Pikes Peak has been an historic source of city-wide monetization since its founding 150 years ago. We need to tap-the-breaks and make brave legacy decisions similar-to those made by General Palmer, the Perkins family, and our forebearers, which allow us to enjoy our quality-of-life equity including open space, clean air, and 1st source water.

I believe there are approximately 2,000 new apartment units coming to the West Side and Mesa which will erase the open space footprint forever.

• I get the profit motive. Consider this. Of 2 identical apartment buildings, one “out east” and one nestled proximate to the Garden of the Gods, all things being equal, where would you rather live? Supply and demand come into play and the apartments closer to open space will rent for more.

• The math is compelling. Consider a 400-unit apartment. Consider that it rents for $1,500 per month. Subtract $500 per month for expenses. $1,500 - $500 = $1,000. (400 apartments x $1,000 per month = $400,000 per month income). Then add another $100 per month per apartment per unit because of the location (400 x $100 = $40,000 additional income per month or $480,000 additional income per year!)

• The real value though is at the sale. That additional income is worth (4% cap rate) = $12,000,000.

• Remember: 2 identical apartments but different locations — one on the “East Side” and the other proximate to the Garden of the Gods (West Side).

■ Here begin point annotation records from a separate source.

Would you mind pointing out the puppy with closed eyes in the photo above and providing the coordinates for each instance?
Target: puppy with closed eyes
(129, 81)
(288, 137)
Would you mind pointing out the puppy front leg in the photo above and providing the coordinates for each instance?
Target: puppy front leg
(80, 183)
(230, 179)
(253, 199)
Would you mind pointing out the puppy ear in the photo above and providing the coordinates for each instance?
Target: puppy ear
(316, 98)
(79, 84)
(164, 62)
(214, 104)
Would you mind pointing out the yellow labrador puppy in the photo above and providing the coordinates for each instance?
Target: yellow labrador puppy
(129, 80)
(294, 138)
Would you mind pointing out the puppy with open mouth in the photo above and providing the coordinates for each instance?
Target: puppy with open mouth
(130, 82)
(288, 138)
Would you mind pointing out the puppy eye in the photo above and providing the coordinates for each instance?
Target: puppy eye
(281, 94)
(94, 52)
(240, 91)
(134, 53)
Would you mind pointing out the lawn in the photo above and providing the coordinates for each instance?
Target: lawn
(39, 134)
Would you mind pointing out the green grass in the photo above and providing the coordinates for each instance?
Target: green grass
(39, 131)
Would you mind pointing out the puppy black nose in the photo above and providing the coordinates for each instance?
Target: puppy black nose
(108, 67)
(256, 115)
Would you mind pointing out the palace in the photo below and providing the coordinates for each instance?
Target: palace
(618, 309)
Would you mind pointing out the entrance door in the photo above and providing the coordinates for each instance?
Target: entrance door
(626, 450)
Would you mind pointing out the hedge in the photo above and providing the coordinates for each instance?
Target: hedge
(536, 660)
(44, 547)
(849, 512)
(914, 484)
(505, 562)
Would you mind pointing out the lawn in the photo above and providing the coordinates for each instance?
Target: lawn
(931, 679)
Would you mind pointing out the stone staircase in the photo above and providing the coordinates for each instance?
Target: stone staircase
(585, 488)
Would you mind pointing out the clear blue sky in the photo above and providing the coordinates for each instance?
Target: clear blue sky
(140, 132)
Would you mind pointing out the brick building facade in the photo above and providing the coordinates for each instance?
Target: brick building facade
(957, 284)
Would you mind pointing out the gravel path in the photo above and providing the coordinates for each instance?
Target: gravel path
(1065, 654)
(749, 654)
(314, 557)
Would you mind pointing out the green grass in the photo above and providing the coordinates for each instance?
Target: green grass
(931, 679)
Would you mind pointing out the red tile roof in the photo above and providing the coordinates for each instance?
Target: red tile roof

• Now multiply the 400 units x 5 = 2,000 and multiply the $12,000,000 additional profit from the location x 5 = $60,000,000.

• The reason so many units are planned for the West Side is the West Side’s desirability provides a substantial increase in profit for the same cost.

• Profit is good for the developers but bad for the citizens, who will pay with added infrastructure costs and a diminution in the quality of life.

Bad planning and zoning from the past should not prevent us from revisiting those zoning rules and should not prevent us from developing a

new, modern strategic plan.

Question: If we need housing stock, would we be better served by planning and constructing that housing stock near employers and not in the midst of the natural environments that are our quality of life?

Consider, for each new apartment unit constructed, there will likely be 2.5 cars per door.

• That assumption is based on the monthly cost of each apartment and that it will likely take 2.5 drivers per apartment to cover the monthly cost.

• 2,000 x 2.5 = 5,000 new cars going to work and returning from work, DAILY.

The exit points from the West Side are Garden of the Gods (under I-25); Fillmore and I-25, and the future Centennial at Fontanero; and Uintah and I-25.

All exit points presume crossing I-25. Would it be a better strategic plan to construct housing on the east side of I-25 to prevent the congestion and excessive wear and tear on the infrastructure?

We need City Council to slow the development process and thoughtfully consider the impact of each new development together.